While we all are grappling with the uncertainty that is brought on by the coronavirus pandemic, millions in the immigrant community are facing unprecedented hostility and additional barriers to critical resources needed to get through this crisis.
Just recently, the Ninth Circuit Court of Appeals ruled against the Temporary Protected Status (TPS) program, giving President Trump the authority to deport nearly 400,000 TPS holders, many of whom live in Georgia, ripping them apart from their families and taking with them their economic contributions that we desperately need.
Through it all, the Trump Administration has been relentlessly working to terminate the Deferred Action for Childhood Arrivals (DACA) program.

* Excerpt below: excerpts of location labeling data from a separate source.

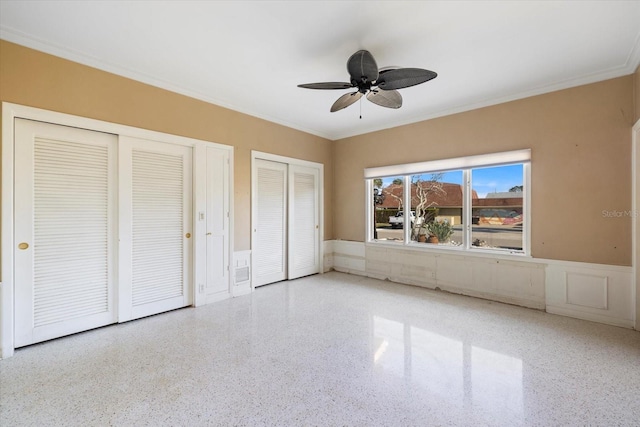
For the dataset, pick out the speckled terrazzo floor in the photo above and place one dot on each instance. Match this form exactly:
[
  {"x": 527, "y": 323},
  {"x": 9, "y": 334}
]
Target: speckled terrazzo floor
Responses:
[{"x": 332, "y": 350}]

And while his initial three-year attempt was struck down by the U.S. Supreme Court this June, temporarily allowing states to continue benefiting from DACA recipients’ contributions and continuing the work and study authorizations the program provides, the president has continued efforts to terminate the program, even though the majority of Trump voters are in favor of protecting Dreamers.
Georgia is home to 21,000 DACA recipients, about 5,600 of whom are part of the essential workforce combatting the coronavirus. Further, ninety-six percent of DACA recipients across the nation are either employed or enrolled in school, and they contribute billions of dollars in local, state and federal taxes each year. Here in Georgia, DACA recipients contribute an estimated $78 million in annual state and local taxes, and an estimated $105.8 million in annual federal taxes.

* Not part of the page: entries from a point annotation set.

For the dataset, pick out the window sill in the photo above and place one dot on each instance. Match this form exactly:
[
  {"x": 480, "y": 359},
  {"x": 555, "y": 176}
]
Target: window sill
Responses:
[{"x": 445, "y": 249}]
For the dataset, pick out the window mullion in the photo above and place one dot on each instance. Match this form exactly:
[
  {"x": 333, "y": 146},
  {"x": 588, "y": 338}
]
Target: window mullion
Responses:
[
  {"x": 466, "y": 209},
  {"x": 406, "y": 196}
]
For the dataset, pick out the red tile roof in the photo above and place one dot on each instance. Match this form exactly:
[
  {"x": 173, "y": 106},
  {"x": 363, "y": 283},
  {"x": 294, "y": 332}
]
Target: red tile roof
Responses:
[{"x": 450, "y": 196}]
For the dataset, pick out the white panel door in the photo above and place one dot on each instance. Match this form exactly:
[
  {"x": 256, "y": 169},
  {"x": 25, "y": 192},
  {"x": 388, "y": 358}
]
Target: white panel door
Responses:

The President announced he is renewing attempts to terminate the program and taking steps to wind down the program through 2021 with immediate plans to reject applications and limit renewals to one year. But it doesn’t stop there. He also released a memo to exclude undocumented immigrants from the 2020 census, a move that could jeopardize representation of states in Congress, and flip-flopped on banning international students from entering the U.S. to attend our universities where only online courses are offered, among other harmful policies.
As a nation of hope and opportunity, these threats to immigration go against our fundamental values. For decades, Georgia has been cultivating a business environment that encourages growth and innovation, even earning the spot as the top state for doing business in for the sixth year in a row. And while this has been threatened due to the pandemic, a critical part of our previous and future success involves the development of a robust workforce and inclusion of immigrants in our communities and economy.

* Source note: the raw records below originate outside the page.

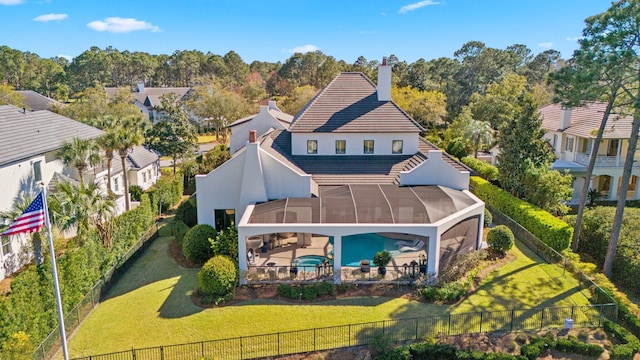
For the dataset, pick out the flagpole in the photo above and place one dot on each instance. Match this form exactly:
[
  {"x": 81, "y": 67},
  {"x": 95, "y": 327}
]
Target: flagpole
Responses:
[{"x": 56, "y": 284}]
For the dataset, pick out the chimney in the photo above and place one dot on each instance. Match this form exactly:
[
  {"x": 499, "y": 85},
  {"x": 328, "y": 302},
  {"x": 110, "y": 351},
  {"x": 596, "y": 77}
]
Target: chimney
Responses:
[
  {"x": 384, "y": 81},
  {"x": 565, "y": 117}
]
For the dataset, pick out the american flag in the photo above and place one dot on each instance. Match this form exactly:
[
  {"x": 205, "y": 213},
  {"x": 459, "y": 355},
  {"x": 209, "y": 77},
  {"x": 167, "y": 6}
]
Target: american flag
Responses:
[{"x": 31, "y": 220}]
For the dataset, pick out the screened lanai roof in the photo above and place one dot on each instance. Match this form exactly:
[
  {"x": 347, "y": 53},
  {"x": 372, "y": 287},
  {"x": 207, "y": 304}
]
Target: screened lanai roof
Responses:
[{"x": 365, "y": 204}]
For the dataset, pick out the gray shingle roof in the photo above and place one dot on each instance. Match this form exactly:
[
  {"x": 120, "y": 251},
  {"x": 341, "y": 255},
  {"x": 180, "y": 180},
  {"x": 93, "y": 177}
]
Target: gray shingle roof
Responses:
[
  {"x": 36, "y": 101},
  {"x": 350, "y": 104},
  {"x": 23, "y": 135},
  {"x": 586, "y": 120},
  {"x": 352, "y": 169}
]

It is time for Congress to act by enacting pro-immigration reform, including permanent protections for Dreamers and TPS holders via legislation such as the American Dream and Promise Act, and for Georgians to elect legislators who have our best interests and those of our immigrant neighbors in mind, as they go hand in hand.
The chaos, dysfunction and disorder of our nation’s immigration system is putting all of our communities and workforce at risk. We need to create a system that strengthens our immigrant community and their contributions in agriculture, healthcare, sanitation, construction, education and beyond. This will subsequently benefit our entire state. It’s time to put politics aside and move forward.
Charles Kuck is the Founder and Managing Partner of Kuck Baxter Immigration and oversees its worldwide immigration practice. Mr. Kuck assists international immigrant investors, employers and employees with business and professional visas, labor certifications, immigrant visas, consular representation, and citizenship matters. Mr. Kuck also maintains an active Federal Court practice focusing on immigration issues. He has represented asylum seekers and others in more than 700 trials before the Immigration Courts.